After OpenX, Dotdash Sues Google

close up photo of a wooden gavel
Photo by Sora Shimazaki on Pexels.com

The lawsuits onslaught is happening.

OpenX was the first adtech company to file a follow-on civil suit against Google after the March antitrust ruling, which found Google had illegally monopolized two key adtech markets: publisher ad servers and ad exchanges. Now, Dotdash Meredith (or are we calling them People Inc. 🤔)—one of the world’s largest publishers (People, Travel + Leisure, etc.)—has followed, becoming the first major publisher to take legal action.

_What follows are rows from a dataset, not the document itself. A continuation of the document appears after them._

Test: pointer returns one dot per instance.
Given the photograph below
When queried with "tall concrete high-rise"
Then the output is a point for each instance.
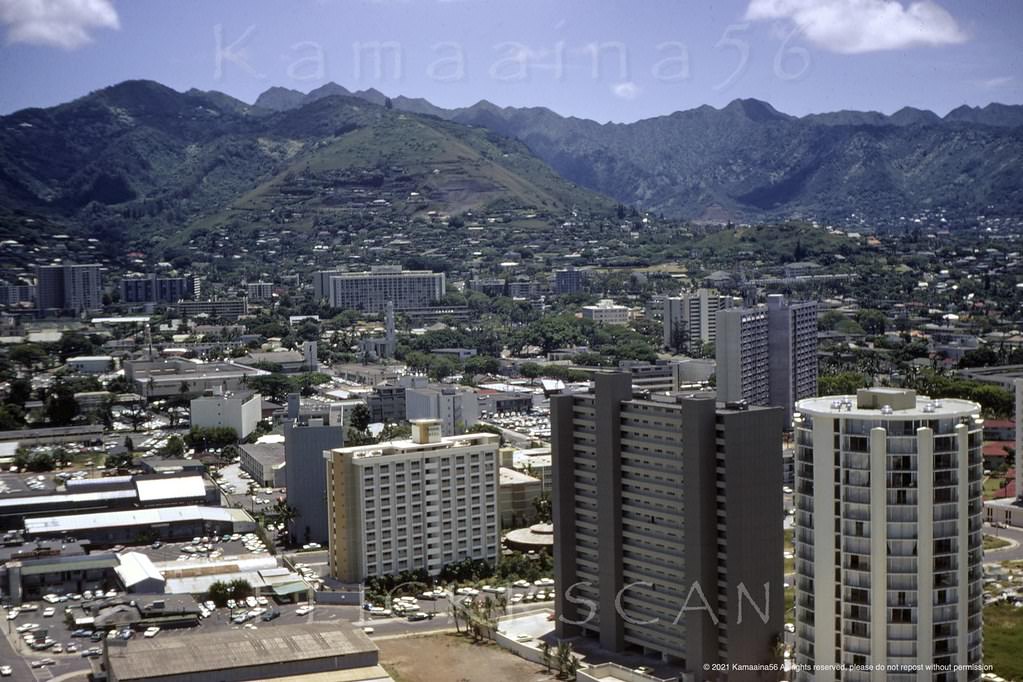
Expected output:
(306, 439)
(420, 503)
(767, 355)
(668, 525)
(1019, 439)
(691, 320)
(888, 537)
(68, 286)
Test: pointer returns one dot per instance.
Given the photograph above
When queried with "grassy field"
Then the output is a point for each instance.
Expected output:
(1004, 640)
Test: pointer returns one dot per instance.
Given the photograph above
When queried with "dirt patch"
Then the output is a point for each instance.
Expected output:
(453, 658)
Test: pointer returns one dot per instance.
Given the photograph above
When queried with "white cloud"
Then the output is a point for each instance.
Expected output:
(852, 27)
(626, 90)
(63, 24)
(997, 82)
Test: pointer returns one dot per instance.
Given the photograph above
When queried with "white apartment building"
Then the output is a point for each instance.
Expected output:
(888, 537)
(607, 312)
(455, 408)
(240, 411)
(259, 290)
(420, 503)
(370, 291)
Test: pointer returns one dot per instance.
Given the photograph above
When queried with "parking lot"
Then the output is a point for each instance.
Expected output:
(19, 484)
(384, 623)
(216, 547)
(235, 484)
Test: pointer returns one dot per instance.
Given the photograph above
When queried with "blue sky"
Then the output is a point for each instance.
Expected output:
(603, 59)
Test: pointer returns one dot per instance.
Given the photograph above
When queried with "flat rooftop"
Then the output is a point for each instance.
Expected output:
(921, 408)
(408, 447)
(140, 658)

In its complaint, Dotdash alleges that Google used its dominance to control how publishers sell inventory, forcing them to transact through Google at “depressed prices.” The result, the suit claims, was reduced revenue for publishers and rivals, while Google pocketed “exorbitant monopoly profits.” The filing also accused Google of unfairly tying its ad exchange to its publisher ad server; running “secret programs” to manipulate auctions and suppress prices; and misleading publishers about how its auctions and adtech worked—all of which, Dotdash argues, caused significant financial harm.

Why This Matters:

The Dotdash suit is part of a growing, potential wave of legal action against Google in the wake of March’s antitrust ruling. That decision established that Google had illegally monopolized the publisher ad server and ad exchange markets, opening the door for companies to seek damages. OpenX was first out of the gate with a follow-on suit, and Dotdash is now the first big publisher to take its shot. Even Magnite, during its latest earnings call, hinted it could pursue similar claims.

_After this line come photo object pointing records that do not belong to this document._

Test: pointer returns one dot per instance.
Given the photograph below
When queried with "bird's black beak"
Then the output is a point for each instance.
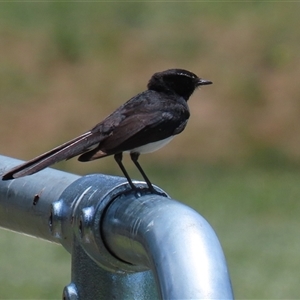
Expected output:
(203, 82)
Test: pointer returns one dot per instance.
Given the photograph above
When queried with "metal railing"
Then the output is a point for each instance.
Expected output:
(124, 244)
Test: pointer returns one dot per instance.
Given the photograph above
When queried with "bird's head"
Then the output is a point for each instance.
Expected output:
(178, 81)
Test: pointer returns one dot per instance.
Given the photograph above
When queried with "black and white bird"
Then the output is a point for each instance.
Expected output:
(143, 124)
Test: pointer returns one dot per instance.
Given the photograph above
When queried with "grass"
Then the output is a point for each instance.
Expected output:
(65, 66)
(254, 212)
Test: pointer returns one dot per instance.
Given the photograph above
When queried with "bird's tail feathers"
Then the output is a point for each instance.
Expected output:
(65, 151)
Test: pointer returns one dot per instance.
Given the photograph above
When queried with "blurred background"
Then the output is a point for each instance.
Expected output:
(65, 66)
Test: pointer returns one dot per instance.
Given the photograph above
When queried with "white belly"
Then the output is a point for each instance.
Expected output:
(151, 147)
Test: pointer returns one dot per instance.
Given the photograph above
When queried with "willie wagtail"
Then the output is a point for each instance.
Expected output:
(143, 124)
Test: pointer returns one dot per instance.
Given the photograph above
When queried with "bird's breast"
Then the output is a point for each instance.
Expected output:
(151, 147)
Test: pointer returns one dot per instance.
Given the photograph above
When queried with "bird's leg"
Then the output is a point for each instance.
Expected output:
(134, 157)
(118, 158)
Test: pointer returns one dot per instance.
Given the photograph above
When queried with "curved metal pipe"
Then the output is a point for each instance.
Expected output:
(174, 241)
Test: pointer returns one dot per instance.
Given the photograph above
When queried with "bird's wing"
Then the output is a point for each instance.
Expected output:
(137, 130)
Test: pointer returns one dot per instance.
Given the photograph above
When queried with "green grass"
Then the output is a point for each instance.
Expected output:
(254, 212)
(64, 66)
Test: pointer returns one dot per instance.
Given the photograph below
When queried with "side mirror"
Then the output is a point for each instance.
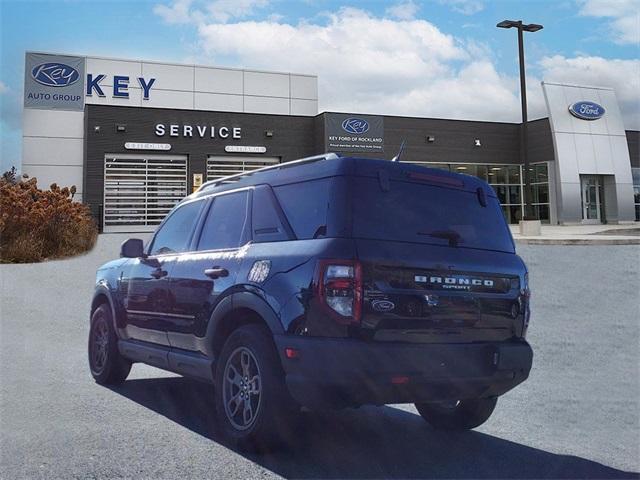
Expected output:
(132, 248)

The logic is straightforward: if regulators and courts have already determined Google acted unfairly, why wouldn’t other players in the ecosystem try to recover losses they say stemmed from that conduct?

Experts React:

Here are some interesting X posts about the lawsuit:

Our Take:

We more or less saw this coming—not that it’s a surprise. When OpenX filed its lawsuit, we said:

“Well, yeah, it’s a big deal. Frankly, the implications go well beyond OpenX as this marks one of the first major adtech players to file a follow-on civil suit after the DOJ’s antitrust victory. Could it open the floodgates? If OpenX succeeds, for example, will it encourage a wave of litigation from other companies that feel they too were pushed aside by Google’s dominance.”

Well, it looks like that wave is starting. The question now is how Google responds.

Meanwhile, The Information is reporting that as the DOJ prepares to argue Google should be forced to spin off its sell-side adtech unit, that unit has already begun taking steps to operate more independently. Crazy times.